Combining Types and Predicates, 76.9% of all 5,545 terms in the dataset fall in the fewer-than-1,000-domain bucket. Viewed one way, this looks like a vocabulary inflated with unused terms. Viewed another way, it reflects a deliberate design philosophy: Schema.org has long been developed by extending the vocabulary to cover specialized domains - even ones with limited publishing communities - because the semantic web's value depends on having precise vocabulary available when it is needed.

The data now makes this tradeoff visible at scale. A developer or toolmaker can distinguish between terms that are low-adoption because they are niche but well-established (medical schemas, government schemas) and terms that are low-adoption because they are recently introduced or have not attracted an implementing community. The monthly cadence means that distinction will become more informative over time: a term sitting at fewer than 1,000 domains that begins moving into the 1,000 to 10,000 bucket within two or three releases is gaining traction; one that remains stationary is not.

The concentration at the top is equally stark: 43 terms - 12 Types and 31 Predicates - in the 10 million-plus bucket represent fewer than 0.8% of the total vocabulary. These 43 terms are the common language of the structured web. Everything else is either a specialist dialect or an aspiration.

Timeline

Summary

Who: Schema.org and Google, with Ryan Levering (Google software engineer) leading the technical implementation and Dan Brickley (Schema.org coordinator) identified as the long-standing advocate for the release.

What: The first public dataset of aggregate usage statistics for Schema.org vocabulary terms, covering 958 Types and 4,587 Properties across millions of domains, organized into six domain count buckets. The data is available in CSV, JSON, and summary JSON formats on the Schema.org GitHub repository, and will be updated monthly.
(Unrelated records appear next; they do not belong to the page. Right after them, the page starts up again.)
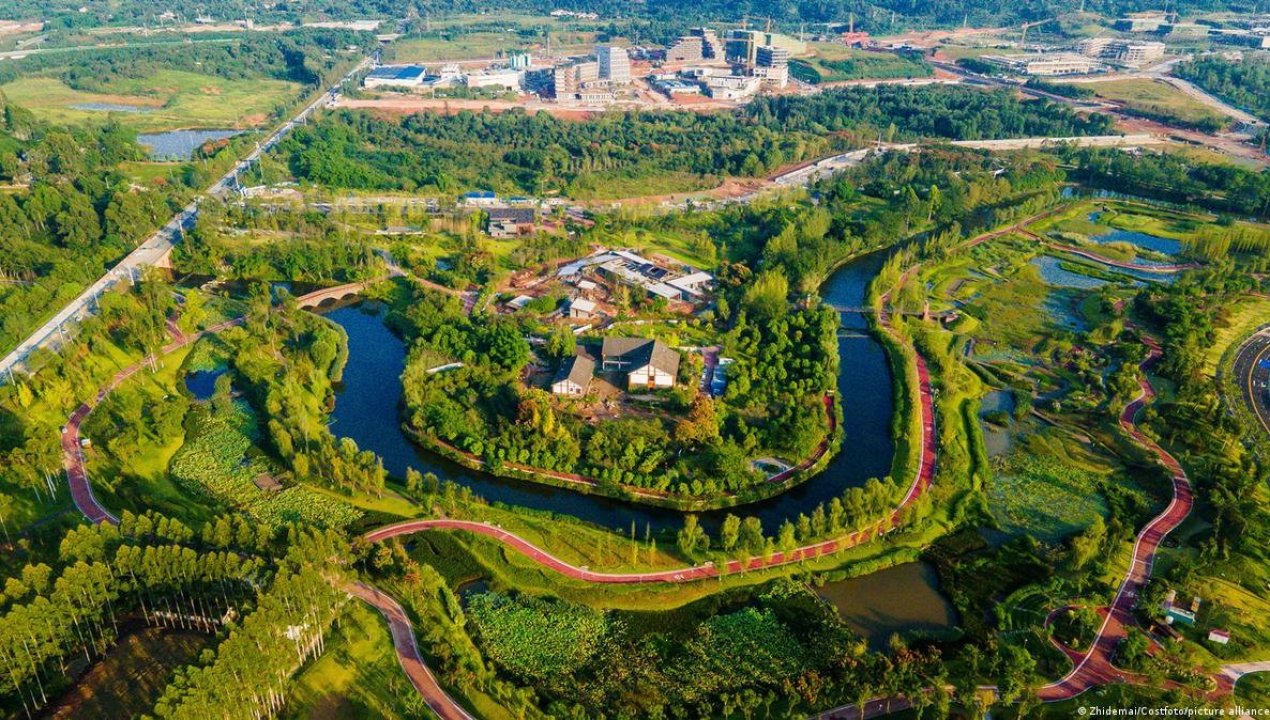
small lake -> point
(1054, 274)
(112, 108)
(180, 144)
(996, 440)
(368, 399)
(202, 382)
(1166, 245)
(904, 598)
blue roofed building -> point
(395, 76)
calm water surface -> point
(904, 598)
(180, 144)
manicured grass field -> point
(357, 677)
(172, 99)
(488, 45)
(1242, 319)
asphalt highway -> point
(1252, 373)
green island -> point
(511, 361)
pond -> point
(1053, 273)
(996, 438)
(367, 410)
(180, 144)
(904, 598)
(1166, 245)
(202, 382)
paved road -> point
(922, 479)
(73, 453)
(1252, 373)
(155, 248)
(1231, 674)
(408, 653)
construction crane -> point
(1022, 38)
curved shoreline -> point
(763, 490)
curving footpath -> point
(922, 480)
(1095, 667)
(408, 653)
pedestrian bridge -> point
(332, 295)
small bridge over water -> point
(941, 315)
(330, 295)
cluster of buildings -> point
(733, 67)
(647, 363)
(1087, 56)
(673, 285)
(508, 75)
(1167, 27)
When: The dataset was announced on June 4, 2026, on the Schema.org blog, with the first release covering May 2026 data. Monthly updates are planned going forward.

Where: The data is published on the official Schema.org GitHub repository and will also appear inline on Schema.org term pages. The underlying data comes from Google's public web crawling infrastructure.

Why: Understanding real-world adoption of structured data vocabulary is essential for developers, publishers, SEO practitioners, plugin builders, and researchers. Without aggregate crawl-scale data, decisions about which terms to implement had relied on indirect signals rather than measurement. The release also responds to a transparency gap that Dan Brickley had sought to address for years, and invites other crawlers to contribute their own statistics in the same open format.